The problem is that it was not really a GitHub issue, it's Rails having a grossly insecure default setting. According to one of the comments in the bug tracker a lot of other high-profile sites also have the same problem. And presumably new ones would keep popping up for as long as Rails is the new hotness.
So disclosing the problem to GitHub would not solve anything. They'd deploy the fix, but a lot of other sites remain vulnerable. That's probably the case even if GitHub were willing to take a PR hit and admit they'd been insecure for a long time in order to spur other Rails users to fix their code. After all, they hadn't fixed their code after the previous widely published security problems caused by the same underlying issue.
Clearly the Rails core team were not willing to consider any kind of changes to improve the situation.

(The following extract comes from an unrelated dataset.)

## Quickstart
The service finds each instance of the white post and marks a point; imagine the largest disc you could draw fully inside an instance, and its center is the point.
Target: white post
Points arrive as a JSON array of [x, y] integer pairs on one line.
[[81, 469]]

As such, you can argue that making as big a scene as possible is the best way to improve security globally. It's of course unfortunate for GitHub that he chose to use that site as the example due to the obvious reasons. And certainly the timing is about as unfriendly as possible from the point of view of a west coast person.
* it provides a how to for other individuals to repeat the attack, in a public forum.
* it was made against an innocent third-party.
* I doubt steps were taken to contact the third-party.
* it was made on a Sunday morning. making it difficult to scramble and get a fix out the door.
"Clearly the Rails core team were not willing to consider any kind of changes to improve the situation"
The ticket was opened three days ago. Are you advocating that if an issue isn't resolved in an open-source project, in under a week, the individual raising the issue should be able to publicly attack anyone using the project?
Also, I'll put this gem of a quote out there:
"not only github is vulnerable this way - I found a lots of rails apps that are waiting for my hack! Yeah, it is only start" (mwahahahaha).